While at Cortland, Moshier was the Editor for the school newspaper and following graduation, worked several years at the Cortland Standard before returning to his home area and beginning what would be a long career at the Observer-Dispatch.
"I never dreamt it would last this long because I never thought about it," he said. "I never thought about it ending. It was like a baseball game, there was no time limit. The goal was always set for me, the next game, the next season."
When Moshier first came to the O-D, he was under the tutelage of sports writer John Pitarresi and then-Sports Editor, Les Diven.
"I had great people to learn from," Moshier said. "[Les Diven] was my mentor. He taught me the ropes, the nuts and bolts. He was a 'get the facts' guy."
Now, as he hands over the future of the paper's sports department, he said that he hopes he left and impact on his staff like Diven did for him.
"Without Ben [Birnell], Marquel [Slaughter], and James [McClendon], these past couple of years being the Sports Editor would have been very difficult," he said. "They've made it doable. It's in good hands."
While sports have always been Moshier's passion, he said that getting the chance to interact with so many athletes and coaches over the years has made the journey truly special.
"As much as I love sports, it's been more about the people and what sports has meant to them," he said. "I really, really tried to be as fair and unbiased as possible and I tried to let a Mike Zalewski tell the story, not me. I tried to let a Will Smith tell the story, not me. I just pieced it together. They did the work."
As he reflects on his long career, he looks back fondly and is appreciative for all of the opportunities his job has given him.

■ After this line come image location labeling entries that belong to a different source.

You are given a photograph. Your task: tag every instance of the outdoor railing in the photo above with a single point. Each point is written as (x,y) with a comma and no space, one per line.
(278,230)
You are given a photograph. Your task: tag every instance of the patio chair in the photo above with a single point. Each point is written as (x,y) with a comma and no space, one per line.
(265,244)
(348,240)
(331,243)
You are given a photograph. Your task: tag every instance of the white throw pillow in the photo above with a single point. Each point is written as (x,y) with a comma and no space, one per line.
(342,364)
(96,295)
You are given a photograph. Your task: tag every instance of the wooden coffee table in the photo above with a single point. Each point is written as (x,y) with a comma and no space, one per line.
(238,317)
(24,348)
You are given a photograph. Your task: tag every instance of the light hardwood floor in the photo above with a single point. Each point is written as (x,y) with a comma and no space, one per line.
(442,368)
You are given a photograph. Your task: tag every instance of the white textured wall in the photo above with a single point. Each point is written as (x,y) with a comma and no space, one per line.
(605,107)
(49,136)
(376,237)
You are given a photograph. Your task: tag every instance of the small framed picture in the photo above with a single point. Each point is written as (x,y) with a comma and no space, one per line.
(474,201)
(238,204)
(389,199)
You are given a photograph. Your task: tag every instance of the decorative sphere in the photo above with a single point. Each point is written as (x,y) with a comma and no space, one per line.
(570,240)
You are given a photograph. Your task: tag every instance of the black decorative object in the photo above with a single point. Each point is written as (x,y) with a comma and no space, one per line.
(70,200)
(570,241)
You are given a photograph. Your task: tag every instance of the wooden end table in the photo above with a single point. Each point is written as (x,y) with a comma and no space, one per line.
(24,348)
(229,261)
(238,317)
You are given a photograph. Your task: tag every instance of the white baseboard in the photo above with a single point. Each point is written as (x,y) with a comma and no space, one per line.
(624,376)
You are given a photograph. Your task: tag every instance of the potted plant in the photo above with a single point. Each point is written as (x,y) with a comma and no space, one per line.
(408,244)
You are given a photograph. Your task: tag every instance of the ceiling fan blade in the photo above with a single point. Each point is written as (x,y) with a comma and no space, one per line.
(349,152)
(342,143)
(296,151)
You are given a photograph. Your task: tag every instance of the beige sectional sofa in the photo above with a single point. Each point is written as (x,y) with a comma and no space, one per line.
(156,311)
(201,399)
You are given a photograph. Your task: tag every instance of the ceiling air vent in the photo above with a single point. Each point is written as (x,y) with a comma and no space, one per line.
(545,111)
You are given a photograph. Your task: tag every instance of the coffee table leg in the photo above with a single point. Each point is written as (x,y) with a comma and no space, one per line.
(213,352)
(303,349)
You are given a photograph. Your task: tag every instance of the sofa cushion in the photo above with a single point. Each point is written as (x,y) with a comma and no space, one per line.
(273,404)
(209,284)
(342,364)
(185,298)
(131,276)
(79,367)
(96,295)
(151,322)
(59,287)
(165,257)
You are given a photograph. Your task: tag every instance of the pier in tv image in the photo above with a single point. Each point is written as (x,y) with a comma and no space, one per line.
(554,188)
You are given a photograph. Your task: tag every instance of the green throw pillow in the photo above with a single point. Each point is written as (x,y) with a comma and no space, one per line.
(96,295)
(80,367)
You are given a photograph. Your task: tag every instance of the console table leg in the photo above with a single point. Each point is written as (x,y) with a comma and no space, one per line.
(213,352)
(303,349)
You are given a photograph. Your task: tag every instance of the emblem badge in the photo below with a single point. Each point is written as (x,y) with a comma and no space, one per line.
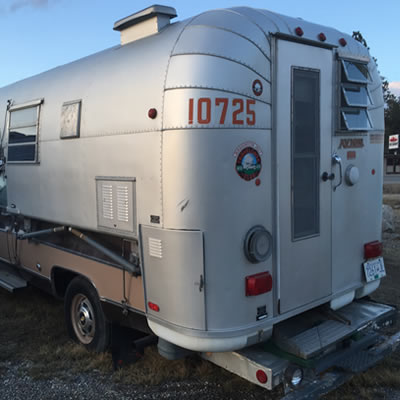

"I've been lucky, oh my gosh," he said. "Covering Olympians like an Erin Hamlin, state championships, New Hartford, Clinton, Whitesboro hockey. I got to go along for the ride, win or lose, and I tried as best I could to set the scene with the time and space allowed."
Moshier has spent so much time and effort into sharing the stories of those in our area, he never stopped to think about the impact that his storytelling has had on the people who read them.
"A lot of what I've done over the last 35 years, I, for a long time wrote it off as scrapbook material," he said. "But the last few days, the emails I have gotten from people, people I don't even know, that's made it all worth while, those Friday and Saturday nights."
Over the years, Moshier has become a staple within the community. For him, being able to highlight those within the community has driven him even when deadlines and time constraints made things difficult.
"I know I could have gone on maybe to a bigger market, but this was home," Moshier said. "It wasn't just about the winners. It's corny, but it was about playing the game, about being a part of it
We don't all win the Boilermaker, but it's all about being a part of it."
As he gets ready to turn the page to a new chapter, he said that he isn't sure what the future holds, but that he is looking forward to experiencing it.
"I told [my wife] Monica, people keep asking me now, 'Ron what are you going to do now?,'" Moshier said. "And she just said to tell them one word, live. That's what I'm going to do."